Reversing the decision of this Court, the Supreme Court concluded that the sanction of dismissal was an abuse of discretion by the trial court. The Court reviewed the six relevant factors for evaluating a sanction imposed against a party by a trial court: 1) the extent of the party's personal responsibility; 2) the prejudice to the adversary caused by the failure to meet scheduling orders and respond to discovery; 3) a history of dilatoriness; 4) whether the conduct of the party or the attorney was willful or in bad faith; 5) the effectiveness of sanctions other than dismissal, which entails an analysis of alternative sanctions; and 6) the meritoriousness of the claim or defense. Specifically, the Drejka Court noted that the plaintiff appeared to have borne no responsibility for her attorney's conduct, the defendant had received the plaintiff's expert report months before the trial date, providing sufficient time to depose the plaintiff's expert, there had been no evidence that the plaintiff's attorney was acting in bad faith, there had been no reason to believe that lesser sanctions would be ineffective, and, on the merits, even the defendant's expert agreed that the plaintiff suffered permanent soft tissue impairment due to the accident at issue.

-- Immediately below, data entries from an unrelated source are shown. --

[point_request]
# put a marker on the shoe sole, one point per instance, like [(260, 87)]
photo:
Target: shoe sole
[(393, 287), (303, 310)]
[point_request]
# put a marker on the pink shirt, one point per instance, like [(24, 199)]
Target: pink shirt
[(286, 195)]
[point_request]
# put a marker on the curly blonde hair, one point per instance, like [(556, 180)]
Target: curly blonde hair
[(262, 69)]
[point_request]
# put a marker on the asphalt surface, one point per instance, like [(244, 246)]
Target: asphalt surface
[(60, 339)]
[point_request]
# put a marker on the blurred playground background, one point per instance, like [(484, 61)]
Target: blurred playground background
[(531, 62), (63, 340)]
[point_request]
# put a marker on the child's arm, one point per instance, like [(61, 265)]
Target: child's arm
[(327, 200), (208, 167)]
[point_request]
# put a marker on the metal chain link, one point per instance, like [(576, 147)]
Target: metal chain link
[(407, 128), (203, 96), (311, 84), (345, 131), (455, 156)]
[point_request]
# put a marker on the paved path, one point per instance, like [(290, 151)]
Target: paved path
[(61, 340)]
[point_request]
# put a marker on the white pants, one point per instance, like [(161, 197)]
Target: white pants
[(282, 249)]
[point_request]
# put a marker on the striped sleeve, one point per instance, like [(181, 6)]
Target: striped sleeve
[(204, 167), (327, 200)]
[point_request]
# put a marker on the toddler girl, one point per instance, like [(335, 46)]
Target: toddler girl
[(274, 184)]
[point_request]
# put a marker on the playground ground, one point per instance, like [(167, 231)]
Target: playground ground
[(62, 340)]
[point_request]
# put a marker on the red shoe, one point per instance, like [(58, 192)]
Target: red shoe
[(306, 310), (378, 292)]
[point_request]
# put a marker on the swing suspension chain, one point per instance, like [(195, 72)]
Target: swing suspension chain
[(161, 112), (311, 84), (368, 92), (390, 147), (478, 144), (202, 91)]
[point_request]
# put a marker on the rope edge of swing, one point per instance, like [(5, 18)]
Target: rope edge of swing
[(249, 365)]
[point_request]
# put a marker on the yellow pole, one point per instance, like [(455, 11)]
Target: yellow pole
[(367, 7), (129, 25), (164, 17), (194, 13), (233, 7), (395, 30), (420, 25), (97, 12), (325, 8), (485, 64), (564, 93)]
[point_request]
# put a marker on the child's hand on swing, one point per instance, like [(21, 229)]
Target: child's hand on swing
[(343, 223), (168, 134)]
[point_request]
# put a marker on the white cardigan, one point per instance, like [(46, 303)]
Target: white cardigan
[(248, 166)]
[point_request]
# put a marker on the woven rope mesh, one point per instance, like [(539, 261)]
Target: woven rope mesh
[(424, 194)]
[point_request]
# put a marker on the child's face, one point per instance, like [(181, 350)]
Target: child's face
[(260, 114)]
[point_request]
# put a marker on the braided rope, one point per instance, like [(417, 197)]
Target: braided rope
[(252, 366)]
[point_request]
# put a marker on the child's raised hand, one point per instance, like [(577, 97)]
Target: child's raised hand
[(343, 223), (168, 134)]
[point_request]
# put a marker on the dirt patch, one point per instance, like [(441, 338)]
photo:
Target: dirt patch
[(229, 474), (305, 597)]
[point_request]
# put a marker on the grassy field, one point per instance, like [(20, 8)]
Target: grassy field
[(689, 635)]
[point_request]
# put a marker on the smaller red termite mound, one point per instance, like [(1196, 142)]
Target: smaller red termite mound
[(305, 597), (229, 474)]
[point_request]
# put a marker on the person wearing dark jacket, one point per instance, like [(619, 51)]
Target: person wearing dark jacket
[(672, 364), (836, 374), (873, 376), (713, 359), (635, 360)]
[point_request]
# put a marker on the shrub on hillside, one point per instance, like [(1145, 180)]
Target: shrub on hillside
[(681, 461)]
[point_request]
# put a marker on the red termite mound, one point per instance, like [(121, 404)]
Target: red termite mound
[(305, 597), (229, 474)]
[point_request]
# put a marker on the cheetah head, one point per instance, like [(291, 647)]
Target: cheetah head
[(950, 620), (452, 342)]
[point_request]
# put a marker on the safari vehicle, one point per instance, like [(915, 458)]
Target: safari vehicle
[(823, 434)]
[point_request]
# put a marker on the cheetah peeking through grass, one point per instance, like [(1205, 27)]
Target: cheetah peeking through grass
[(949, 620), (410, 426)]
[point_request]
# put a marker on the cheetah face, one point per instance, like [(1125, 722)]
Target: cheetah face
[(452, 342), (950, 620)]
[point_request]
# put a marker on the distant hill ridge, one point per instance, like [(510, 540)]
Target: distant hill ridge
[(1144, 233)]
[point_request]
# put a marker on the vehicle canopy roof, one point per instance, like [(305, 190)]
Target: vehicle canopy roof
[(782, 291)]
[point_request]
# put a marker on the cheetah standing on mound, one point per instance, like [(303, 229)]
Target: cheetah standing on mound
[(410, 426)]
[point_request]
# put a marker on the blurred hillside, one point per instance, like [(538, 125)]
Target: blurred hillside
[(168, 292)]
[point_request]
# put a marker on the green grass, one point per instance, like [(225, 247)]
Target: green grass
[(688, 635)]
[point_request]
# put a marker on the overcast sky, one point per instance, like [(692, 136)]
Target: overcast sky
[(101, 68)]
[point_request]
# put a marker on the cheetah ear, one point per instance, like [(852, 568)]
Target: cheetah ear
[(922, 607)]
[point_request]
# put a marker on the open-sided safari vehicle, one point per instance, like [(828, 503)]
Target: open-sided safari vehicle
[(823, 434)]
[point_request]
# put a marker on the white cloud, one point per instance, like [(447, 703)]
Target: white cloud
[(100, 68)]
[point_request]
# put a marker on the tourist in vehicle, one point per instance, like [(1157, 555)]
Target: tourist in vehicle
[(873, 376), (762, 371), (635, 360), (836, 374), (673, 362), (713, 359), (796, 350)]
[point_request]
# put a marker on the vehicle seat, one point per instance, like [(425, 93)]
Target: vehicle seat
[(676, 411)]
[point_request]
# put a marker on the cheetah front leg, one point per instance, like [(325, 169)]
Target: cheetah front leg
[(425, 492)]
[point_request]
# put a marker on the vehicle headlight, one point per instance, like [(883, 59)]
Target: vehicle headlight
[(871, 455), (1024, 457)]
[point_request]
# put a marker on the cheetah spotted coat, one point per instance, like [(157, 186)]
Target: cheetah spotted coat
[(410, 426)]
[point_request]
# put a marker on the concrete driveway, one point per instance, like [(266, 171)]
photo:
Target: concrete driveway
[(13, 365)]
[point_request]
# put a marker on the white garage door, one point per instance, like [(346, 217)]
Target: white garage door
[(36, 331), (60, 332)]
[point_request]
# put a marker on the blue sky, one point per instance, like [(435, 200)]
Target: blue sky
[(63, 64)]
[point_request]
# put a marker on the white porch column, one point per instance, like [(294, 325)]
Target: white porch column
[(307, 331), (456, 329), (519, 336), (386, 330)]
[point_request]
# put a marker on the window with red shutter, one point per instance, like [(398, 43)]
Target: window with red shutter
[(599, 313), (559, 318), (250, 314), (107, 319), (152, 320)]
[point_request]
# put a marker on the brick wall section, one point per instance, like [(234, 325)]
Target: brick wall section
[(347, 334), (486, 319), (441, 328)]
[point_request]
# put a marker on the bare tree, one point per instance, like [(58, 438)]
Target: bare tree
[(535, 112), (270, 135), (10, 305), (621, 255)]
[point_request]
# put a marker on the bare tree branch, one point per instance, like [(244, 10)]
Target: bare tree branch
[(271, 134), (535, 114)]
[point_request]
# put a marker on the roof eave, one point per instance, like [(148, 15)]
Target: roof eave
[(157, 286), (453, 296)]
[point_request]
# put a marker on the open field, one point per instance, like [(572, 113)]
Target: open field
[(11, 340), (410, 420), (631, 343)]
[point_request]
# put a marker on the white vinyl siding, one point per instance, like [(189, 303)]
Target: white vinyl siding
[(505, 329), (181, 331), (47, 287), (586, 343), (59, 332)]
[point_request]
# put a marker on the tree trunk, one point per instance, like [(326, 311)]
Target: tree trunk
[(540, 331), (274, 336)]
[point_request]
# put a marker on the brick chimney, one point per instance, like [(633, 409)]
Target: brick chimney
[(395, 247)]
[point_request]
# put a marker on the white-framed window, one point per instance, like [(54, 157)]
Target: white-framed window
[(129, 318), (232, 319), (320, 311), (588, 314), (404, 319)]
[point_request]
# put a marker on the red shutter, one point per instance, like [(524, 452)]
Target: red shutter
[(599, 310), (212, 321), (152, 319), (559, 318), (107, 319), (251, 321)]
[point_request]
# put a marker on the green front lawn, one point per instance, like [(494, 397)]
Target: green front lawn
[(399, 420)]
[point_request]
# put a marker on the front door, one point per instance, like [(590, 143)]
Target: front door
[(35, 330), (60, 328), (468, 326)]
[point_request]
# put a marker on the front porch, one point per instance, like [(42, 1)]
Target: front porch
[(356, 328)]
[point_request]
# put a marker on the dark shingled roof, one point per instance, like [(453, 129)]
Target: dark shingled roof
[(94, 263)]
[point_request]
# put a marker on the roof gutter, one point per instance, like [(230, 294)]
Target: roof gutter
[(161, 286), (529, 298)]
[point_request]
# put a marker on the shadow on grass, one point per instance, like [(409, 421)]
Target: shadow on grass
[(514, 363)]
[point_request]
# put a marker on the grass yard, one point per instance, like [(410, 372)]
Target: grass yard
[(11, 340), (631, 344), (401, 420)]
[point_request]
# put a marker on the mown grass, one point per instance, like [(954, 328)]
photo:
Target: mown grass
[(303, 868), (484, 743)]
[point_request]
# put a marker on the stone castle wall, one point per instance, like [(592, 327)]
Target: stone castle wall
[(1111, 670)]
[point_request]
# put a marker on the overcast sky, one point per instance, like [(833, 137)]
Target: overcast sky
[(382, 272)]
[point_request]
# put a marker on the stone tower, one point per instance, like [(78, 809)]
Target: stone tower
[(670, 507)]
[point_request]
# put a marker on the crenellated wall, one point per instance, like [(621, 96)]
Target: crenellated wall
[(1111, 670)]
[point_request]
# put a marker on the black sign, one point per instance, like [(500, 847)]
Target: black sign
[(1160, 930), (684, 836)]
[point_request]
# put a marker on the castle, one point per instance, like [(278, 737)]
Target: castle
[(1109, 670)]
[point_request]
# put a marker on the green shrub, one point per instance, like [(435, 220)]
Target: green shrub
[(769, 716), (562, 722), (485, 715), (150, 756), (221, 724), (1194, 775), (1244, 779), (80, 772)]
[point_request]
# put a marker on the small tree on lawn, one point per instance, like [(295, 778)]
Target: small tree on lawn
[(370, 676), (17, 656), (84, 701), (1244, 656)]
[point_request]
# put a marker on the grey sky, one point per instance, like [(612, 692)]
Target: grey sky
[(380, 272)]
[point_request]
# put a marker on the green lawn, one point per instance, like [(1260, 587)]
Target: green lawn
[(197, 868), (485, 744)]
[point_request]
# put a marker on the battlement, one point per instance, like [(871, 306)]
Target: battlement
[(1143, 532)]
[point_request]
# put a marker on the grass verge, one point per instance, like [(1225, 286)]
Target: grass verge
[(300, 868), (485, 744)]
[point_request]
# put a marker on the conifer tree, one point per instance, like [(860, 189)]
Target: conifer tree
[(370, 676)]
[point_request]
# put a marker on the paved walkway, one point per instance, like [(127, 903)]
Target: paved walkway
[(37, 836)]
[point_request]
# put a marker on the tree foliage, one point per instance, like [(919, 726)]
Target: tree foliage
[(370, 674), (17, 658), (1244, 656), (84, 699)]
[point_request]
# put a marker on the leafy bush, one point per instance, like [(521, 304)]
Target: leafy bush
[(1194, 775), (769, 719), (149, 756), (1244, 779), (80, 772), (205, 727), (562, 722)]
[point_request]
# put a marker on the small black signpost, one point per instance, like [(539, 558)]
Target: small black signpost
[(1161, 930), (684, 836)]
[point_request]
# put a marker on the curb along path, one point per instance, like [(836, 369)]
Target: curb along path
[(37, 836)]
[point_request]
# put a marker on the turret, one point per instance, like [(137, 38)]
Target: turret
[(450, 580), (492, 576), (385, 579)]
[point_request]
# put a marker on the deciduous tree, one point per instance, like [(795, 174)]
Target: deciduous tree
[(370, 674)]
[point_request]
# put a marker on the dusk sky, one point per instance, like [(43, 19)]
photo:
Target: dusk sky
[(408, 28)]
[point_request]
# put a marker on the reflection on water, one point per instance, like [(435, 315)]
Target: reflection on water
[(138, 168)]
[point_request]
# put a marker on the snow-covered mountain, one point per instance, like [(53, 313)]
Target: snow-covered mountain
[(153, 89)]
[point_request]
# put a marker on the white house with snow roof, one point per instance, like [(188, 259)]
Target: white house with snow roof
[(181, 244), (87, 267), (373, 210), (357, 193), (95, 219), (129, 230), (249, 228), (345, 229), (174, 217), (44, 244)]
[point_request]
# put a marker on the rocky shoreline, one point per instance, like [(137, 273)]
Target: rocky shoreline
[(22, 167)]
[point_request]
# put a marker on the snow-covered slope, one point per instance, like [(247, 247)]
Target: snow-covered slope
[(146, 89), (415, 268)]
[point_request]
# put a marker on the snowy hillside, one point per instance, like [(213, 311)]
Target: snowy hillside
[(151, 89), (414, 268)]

Drejka is inapposite. As a threshold matter, this Court is not now (at least at this juncture) dismissing Plaintiff's case. Rather, this Court is denying Plaintiff's request to continue the trial. Consequently, the six factors articulated in Drejka do not apply, as these factors are to be considered when assessing the appropriate sanction to impose; the sole issue before this Court is Plaintiff's application for a trial continuance. No application or motion for sanctions is currently before this Court, although this Court of course has the inherent power to impose a sanction sua sponte.
Id. at 2.
Id. (citing Minna v. Energy Coal S.p.A., 984 A.2d 1210, 1215 (Del. 2009)).
Id. at *3.
However, this Court recognizes that dismissal of the case may well be the ultimate result of the instant decision. See, e.g., Wahle v. Med. Ctr. of Del., 559 A.2d 1228, 1232 (Del. 1989) (noting that the trial court's decision to preclude Plaintiff from introducing expert medical testimony at trial "effectively ended the case by rendering a trial meaningless.").
See supra text accompanying note 13.
Moreover, in Drejka, the pretrial conference had not yet been held; instead, the defendant filed a motion in limine after the plaintiff missed the deadline for submission fo expert reports. Drejka, 2010 WL at *1. Thus, the "manifest injustice" standard applicable to the instant motion was not at issue in Drejka.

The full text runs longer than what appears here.